A member gave voice to the way I used to think of it, until about 15 years ago:
In a civilized society, the use of force is banned except in emergency self-defense. In other words, gun ownership requires justification. Actions that do not involve force, such as crossing the border or using drugs, do not need justification, but acquiring a weapon does. One needs a reason to seek the means of killing people. And there is a justification: self-defense.
But one can’t say, “I just want to amass weapons and it’s none of anyone’s business.”
Then I came to view it more procedurally, so that I now think the issue is one of preventive vs. proper law.
Here’s the procedural issue. Congress or regulatory agencies should not be debating over and making lists of controlled vs. uncontrolled substances and objects. Not even for bioweapons. That is not the way to write law. Every time a new substance is synthesized, should its inventor have to get clearance from every state and the federal government?
Rather, it is illegal to injure someone or damage his property. And it is illegal to threaten damage, i.e., to give any man objective reason to fear that damage may be coming to him.
The burden of proof is on the person claiming that someone’s purchases and/or activities pose an objective threat. But all of the cases people are worried about meet that test. E.g., some random citizen wants to store dynamite in his basement (which adjoins yours), someone buys a bioweapon, an 18-year-old boy buys an AR-15 and a lot of ammo for it. Those things would scare anyone. And the police can intervene without there being some law against those concretes.
The principle I’ve come to accept is that you don’t illegalize objects, you illegalize acts.
If I walk a rabid pit-bull on a thin leash on the city sidewalk, I’m properly going to be stopped by the police (if it comes to their attention). But to get this result, you don’t need laws against walking rabid pit bulls or regulations relating the weight of the dog walked to the strength of the leash used, you just have law about being responsible for harm caused by an animal you own.

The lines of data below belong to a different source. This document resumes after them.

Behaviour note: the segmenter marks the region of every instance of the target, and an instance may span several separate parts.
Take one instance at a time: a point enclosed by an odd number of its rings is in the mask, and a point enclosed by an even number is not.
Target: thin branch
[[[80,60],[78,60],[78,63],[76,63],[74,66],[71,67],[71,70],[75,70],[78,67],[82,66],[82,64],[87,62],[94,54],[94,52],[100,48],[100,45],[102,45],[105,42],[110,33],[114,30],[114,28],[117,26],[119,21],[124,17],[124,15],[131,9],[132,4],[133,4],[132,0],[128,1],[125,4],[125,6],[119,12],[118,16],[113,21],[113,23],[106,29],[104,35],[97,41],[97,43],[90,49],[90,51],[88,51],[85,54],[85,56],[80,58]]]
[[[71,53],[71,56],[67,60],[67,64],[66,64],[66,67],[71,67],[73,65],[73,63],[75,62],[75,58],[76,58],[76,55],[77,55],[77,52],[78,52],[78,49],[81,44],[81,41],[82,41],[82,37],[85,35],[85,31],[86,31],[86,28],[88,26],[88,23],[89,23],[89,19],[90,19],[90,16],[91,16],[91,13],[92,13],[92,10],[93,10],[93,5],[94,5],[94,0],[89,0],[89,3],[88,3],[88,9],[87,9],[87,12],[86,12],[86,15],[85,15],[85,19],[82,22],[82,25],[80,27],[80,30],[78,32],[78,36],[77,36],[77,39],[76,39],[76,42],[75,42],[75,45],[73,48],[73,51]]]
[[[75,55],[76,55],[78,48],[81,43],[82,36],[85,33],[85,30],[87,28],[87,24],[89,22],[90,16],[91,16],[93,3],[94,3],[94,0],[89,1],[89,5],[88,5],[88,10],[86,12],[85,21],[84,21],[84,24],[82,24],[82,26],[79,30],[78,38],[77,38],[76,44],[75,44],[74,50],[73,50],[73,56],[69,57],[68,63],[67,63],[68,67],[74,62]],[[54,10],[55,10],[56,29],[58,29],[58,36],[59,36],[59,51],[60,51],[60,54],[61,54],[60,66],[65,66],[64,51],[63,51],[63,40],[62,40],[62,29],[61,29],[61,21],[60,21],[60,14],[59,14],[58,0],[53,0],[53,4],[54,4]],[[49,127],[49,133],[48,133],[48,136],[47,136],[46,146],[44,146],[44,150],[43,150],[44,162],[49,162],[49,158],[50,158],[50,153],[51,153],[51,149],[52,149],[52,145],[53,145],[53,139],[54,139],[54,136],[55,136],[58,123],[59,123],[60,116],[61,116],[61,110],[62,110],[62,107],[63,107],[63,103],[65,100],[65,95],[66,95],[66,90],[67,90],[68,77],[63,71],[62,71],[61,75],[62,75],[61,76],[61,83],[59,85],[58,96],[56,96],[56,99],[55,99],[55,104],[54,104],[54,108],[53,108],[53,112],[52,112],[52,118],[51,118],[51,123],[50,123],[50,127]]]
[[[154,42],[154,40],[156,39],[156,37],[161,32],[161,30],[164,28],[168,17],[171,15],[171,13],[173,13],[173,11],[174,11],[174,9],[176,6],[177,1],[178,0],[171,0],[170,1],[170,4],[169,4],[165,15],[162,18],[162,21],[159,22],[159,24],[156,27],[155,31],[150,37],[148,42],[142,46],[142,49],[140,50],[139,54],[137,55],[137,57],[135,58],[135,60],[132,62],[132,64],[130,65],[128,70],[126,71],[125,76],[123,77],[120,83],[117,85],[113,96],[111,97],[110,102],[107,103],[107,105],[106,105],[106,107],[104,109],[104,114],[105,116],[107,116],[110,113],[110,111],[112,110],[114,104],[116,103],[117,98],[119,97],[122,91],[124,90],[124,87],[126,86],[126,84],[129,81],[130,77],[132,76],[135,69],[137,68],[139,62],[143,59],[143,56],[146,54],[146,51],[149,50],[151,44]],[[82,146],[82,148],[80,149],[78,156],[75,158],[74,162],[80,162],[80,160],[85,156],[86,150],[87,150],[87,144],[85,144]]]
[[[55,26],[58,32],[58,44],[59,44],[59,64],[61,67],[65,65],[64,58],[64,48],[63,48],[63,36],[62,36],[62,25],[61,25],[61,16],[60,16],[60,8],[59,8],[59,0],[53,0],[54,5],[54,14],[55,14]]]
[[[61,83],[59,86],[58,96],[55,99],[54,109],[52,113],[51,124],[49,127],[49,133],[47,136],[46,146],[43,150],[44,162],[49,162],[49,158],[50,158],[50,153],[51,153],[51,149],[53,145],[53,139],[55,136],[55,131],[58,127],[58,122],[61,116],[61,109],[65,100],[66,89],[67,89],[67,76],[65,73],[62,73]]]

The only counter-argument that I can think of is the idea that we can prevent crimes or prevent mass killings by outlawing certain objects. Specifically, that argument would be: even if the police would act when they saw what was happening, that’s too little too late: let’s stop these weapons from ever getting into the hands of a potential spree killer.
My answer is two-fold:
- At what cost? Minimizing crime, even massacres like the Uvalde shooting, is not the most important thing to consider. Preventing dictatorship is far more important. So is preventing civil war/anarchy. But accepting the principle of preventive law leads toward dictatorship. Having government boards to determine which new invention belongs on “the list” serves as the entering wedge for an ever-growing, ever-more-stultifying bureaucracy.
- It doesn’t work. Assault-weapon prohibition will have the same failure as alcohol and drug Prohibition.

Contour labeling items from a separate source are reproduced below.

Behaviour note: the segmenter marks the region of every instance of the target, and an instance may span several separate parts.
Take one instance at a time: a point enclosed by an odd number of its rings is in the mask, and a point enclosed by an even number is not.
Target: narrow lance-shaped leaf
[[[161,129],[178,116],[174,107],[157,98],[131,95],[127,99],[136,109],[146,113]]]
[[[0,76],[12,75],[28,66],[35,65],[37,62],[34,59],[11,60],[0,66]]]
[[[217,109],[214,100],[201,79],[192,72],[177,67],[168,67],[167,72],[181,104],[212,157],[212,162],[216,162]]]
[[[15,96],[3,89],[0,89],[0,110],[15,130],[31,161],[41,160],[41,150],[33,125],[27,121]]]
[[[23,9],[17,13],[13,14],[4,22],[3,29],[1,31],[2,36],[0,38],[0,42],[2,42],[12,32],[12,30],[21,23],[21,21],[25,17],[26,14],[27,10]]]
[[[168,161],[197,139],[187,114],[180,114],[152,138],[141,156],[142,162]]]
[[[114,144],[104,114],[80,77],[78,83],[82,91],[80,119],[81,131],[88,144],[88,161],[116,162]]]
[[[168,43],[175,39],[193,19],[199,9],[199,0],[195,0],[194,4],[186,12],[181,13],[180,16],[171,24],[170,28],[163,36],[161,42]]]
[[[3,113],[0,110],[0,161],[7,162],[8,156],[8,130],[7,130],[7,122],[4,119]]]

One consequence of all these Prohibitions is the funding of criminals; they get to make huge profits by supplying the banned substance.
Here’s a novel suggestion. Assume that a certain object really shouldn’t be sold to a certain kind of buyer. E.g., assume that the regulations you want to write would have illegalized selling the AR-15 used in Uvalde to the shooter, Ramos. Assume that the wrongness of this 18-year-old boy getting such a weapon is obvious. Okay, then the parents could sue the gun dealer who sold it to Ramos.
Don’t illegalize the object. Don’t even illegalize the sale of the gun to a kid. Just let the seller know that he will be held liable for any wrongful use of the weapon.
That arrangement enlists the seller’s mind on the side of man’s well-being.
P.S. Subsequent discussion in the HBL Members Forum made me realize that my wording of the proposal left it open to imposing “strict liability.” I should have said: “Just let the seller know that he will be held liable for any wrongful use of the weapon, provided it is shown in court that he was negligent to have made that sale.